Maar ook het Hebreeuwse woord voor Here: JHWH (Jahweh of Jehova) is een naam van God de Schepper. Door de hele bijbel heen komen we die naam tegen. Elke keer als God Zich aan mensen vertoont of met hen spreekt is het de Here (JHWH).

Deze Almachtige, oneindig grote God heeft ervoor gekozen om mens te worden. Hij is Jezus geworden.
Dus wat we lezen in het Oude Testament aan uitspraken van God, zijn in feite uitspraken van Jezus.


Waarom moest de grote Koning van het heelal mens worden?

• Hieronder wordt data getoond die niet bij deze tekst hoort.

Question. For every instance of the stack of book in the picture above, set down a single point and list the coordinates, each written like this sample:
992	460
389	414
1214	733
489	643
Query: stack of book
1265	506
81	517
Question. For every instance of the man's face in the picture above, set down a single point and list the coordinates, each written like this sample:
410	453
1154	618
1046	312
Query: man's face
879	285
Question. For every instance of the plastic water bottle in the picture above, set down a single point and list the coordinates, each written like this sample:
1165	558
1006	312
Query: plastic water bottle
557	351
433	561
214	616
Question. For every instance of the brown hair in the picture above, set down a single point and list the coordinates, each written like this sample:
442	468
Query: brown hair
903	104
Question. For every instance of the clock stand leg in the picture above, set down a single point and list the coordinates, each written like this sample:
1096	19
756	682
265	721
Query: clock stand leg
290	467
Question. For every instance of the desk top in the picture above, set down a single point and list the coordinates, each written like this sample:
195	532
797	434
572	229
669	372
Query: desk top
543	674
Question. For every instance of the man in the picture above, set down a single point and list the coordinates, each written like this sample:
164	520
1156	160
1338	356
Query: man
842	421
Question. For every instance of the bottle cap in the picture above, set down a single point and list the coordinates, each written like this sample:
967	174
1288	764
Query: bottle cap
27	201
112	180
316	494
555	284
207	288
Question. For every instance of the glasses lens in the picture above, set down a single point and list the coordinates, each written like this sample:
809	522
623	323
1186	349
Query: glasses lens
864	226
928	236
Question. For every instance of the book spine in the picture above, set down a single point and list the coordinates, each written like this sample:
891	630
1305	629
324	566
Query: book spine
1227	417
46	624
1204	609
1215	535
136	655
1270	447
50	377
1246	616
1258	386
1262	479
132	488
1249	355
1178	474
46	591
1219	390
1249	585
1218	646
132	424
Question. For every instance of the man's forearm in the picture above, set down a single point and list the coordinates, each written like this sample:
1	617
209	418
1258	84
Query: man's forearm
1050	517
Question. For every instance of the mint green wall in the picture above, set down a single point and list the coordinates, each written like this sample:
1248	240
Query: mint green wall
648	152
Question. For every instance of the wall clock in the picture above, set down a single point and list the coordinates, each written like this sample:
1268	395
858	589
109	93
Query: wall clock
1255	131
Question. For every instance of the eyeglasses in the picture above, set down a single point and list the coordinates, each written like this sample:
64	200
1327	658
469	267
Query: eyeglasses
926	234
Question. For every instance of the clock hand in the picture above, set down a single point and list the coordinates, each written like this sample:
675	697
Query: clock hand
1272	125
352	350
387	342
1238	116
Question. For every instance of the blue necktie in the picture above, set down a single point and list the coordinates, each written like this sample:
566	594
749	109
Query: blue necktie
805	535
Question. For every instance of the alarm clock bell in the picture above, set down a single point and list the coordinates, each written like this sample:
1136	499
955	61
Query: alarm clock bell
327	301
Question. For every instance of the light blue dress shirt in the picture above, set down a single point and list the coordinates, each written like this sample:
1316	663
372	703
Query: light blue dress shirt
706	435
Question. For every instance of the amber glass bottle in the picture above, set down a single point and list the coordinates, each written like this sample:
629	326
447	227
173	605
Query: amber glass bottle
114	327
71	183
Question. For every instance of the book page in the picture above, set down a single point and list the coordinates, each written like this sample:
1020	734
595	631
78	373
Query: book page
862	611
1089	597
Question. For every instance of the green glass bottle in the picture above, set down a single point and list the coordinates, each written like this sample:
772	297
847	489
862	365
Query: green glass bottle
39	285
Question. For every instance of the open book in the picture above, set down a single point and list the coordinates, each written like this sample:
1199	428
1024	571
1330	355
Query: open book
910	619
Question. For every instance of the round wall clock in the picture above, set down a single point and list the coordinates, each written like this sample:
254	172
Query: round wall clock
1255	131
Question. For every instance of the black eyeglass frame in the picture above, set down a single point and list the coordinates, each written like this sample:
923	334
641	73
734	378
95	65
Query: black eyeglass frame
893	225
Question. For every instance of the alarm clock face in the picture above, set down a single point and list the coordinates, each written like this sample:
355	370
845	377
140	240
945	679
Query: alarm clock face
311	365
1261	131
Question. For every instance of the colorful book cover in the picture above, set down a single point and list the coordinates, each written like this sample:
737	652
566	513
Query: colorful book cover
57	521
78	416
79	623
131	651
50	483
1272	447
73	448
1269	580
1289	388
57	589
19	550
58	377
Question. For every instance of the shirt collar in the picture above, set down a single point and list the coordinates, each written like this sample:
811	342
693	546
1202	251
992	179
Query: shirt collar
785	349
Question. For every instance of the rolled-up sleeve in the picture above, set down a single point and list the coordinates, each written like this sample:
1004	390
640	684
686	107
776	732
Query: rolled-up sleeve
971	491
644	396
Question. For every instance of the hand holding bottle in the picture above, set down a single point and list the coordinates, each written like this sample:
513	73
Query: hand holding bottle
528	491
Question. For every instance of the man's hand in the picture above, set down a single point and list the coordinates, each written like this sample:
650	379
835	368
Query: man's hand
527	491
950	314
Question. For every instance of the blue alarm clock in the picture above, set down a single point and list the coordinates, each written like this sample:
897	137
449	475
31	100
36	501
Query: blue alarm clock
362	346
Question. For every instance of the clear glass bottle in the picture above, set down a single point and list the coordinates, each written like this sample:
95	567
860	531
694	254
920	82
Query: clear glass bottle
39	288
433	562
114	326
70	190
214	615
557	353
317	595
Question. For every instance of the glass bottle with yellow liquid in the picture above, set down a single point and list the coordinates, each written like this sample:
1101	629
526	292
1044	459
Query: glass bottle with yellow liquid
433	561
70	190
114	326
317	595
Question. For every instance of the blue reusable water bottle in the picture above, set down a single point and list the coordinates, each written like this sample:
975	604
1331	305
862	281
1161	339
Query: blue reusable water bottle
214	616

Al voordat er mensen geschapen werden is er iets gebeurd met verstrekkende gevolgen.
God had engelen geschapen waaronder Lucifer. Zonen Gods werden ze genoemd. (Job 2:1 en 38:7).
Deze Lucifer was een zeer hoog geplaatste engel. Volmaakt van gestalte, vol van wijsheid. God had hem een plaats gegeven op de heilige berg der goden. Onberispelijk was zijn wandel totdat....Totdat er onrecht in hem gevonden werd. Hij wilde gelijk zijn aan de Allerhoogste.

(Zie Ezechiël 28:11-19 en Jesaja 14:12-15. Lees in je eigen bijbel of druk op de knop hiernaast om deze bijbelgedeelten te lezen in een apart venster -->).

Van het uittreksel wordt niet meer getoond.